On cheap entropy-sparsified regression learning

Illia Horenko; Edoardo Vecchi; Juraj Kardoš; Andreas Wächter; Olaf Schenk; Terence J O’Kane; Patrick Gagliardini; Susanne Gerber

doi:10.1073/pnas.2214972120

. 2022 Dec 29;120(1):e2214972120. doi: 10.1073/pnas.2214972120

On cheap entropy-sparsified regression learning

Illia Horenko ^a,¹, Edoardo Vecchi ^b, Juraj Kardoš ^b, Andreas Wächter ^c, Olaf Schenk ^b, Terence J O’Kane ^d, Patrick Gagliardini ^e, Susanne Gerber ^f

PMCID: PMC9910478 PMID: 36580592

Abstract

Regression learning is one of the long-standing problems in statistics, machine learning, and deep learning (DL). We show that writing this problem as a probabilistic expectation over (unknown) feature probabilities – thus increasing the number of unknown parameters and seemingly making the problem more complex—actually leads to its simplification, and allows incorporating the physical principle of entropy maximization. It helps decompose a very general setting of this learning problem (including discretization, feature selection, and learning multiple piece-wise linear regressions) into an iterative sequence of simple substeps, which are either analytically solvable or cheaply computable through an efficient second-order numerical solver with a sublinear cost scaling. This leads to the computationally cheap and robust non-DL second-order Sparse Probabilistic Approximation for Regression Task Analysis (SPARTAn) algorithm, that can be efficiently applied to problems with millions of feature dimensions on a commodity laptop, when the state-of-the-art learning tools would require supercomputers. SPARTAn is compared to a range of commonly used regression learning tools on synthetic problems and on the prediction of the El Niño Southern Oscillation, the dominant interannual mode of tropical climate variability. The obtained SPARTAn learners provide more predictive, sparse, and physically explainable data descriptions, clearly discerning the important role of ocean temperature variability at the thermocline in the equatorial Pacific. SPARTAn provides an easily interpretable description of the timescales by which these thermocline temperature features evolve and eventually express at the surface, thereby enabling enhanced predictability of the key drivers of the interannual climate.

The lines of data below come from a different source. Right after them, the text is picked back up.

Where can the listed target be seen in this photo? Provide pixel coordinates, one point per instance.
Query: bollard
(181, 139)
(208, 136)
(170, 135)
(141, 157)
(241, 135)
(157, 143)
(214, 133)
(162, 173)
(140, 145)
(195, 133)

Keywords: entropy, supervised learning, climate prediction, numerics

The problem of regression learning is one of the oldest questions in data science, seeking for relationships between the D explanatory feature information X _t = (X _{1, t},…,X _{D, t}) and the predicted M-dimensional real-valued variable Y _t = (Y _{1, t},…,Y _{M, t}) in the available statistics of data pairs {X _t,Y _t}, with t = 1, …, T. In its most popular linear formulation, this relationship is described by means of a linear function and implemented as a convex numerical inference of a priori unknown M × D matrix of regression coefficients Λ from:

\begin{matrix} Y_{m, t} & = \sum_{d = 1}^{D} Λ_{m, d} X_{d, t} + noise, m = 1, \dots, M . \end{matrix}

[1]

Identification of the relevant/significant subset of features is usually performed by the l ₂, l ₁, elastic net (linear combination of l ₂ and l ₁), or garrote-like sparsification, that attempt to force the elements of regression coefficient matrix Λ to zero.

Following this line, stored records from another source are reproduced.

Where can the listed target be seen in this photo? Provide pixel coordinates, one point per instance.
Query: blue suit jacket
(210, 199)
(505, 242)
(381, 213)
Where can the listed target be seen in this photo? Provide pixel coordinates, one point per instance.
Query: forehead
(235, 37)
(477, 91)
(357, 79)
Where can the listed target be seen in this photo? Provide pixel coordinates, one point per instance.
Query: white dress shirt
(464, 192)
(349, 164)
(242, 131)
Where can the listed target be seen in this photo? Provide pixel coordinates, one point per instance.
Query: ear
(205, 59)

Nonlinear extensions of this regression problem constitute the foundations of modern deep learning, aiming at the inference of superpositions ϕ ° ϕ ° ϕ(…) for generalized functions ϕ (e.g., perceptrons) with multiple linear regressions Eq. 1 , by means of first-order numerical algorithms like the stochastic gradient descent (SGD). This learning approach dwells on the mathematical proof of the thirteenth Hilbert problem by Arnold and Kolmogorov (1, 2). This proof and further results guarantee that any arbitrary continuous mapping from D-dimensional variable X _t to Y _t can be learned as an appropriate superposition ϕ ° ϕ ° ϕ(…) of continuous one-dimensional (1D) functions.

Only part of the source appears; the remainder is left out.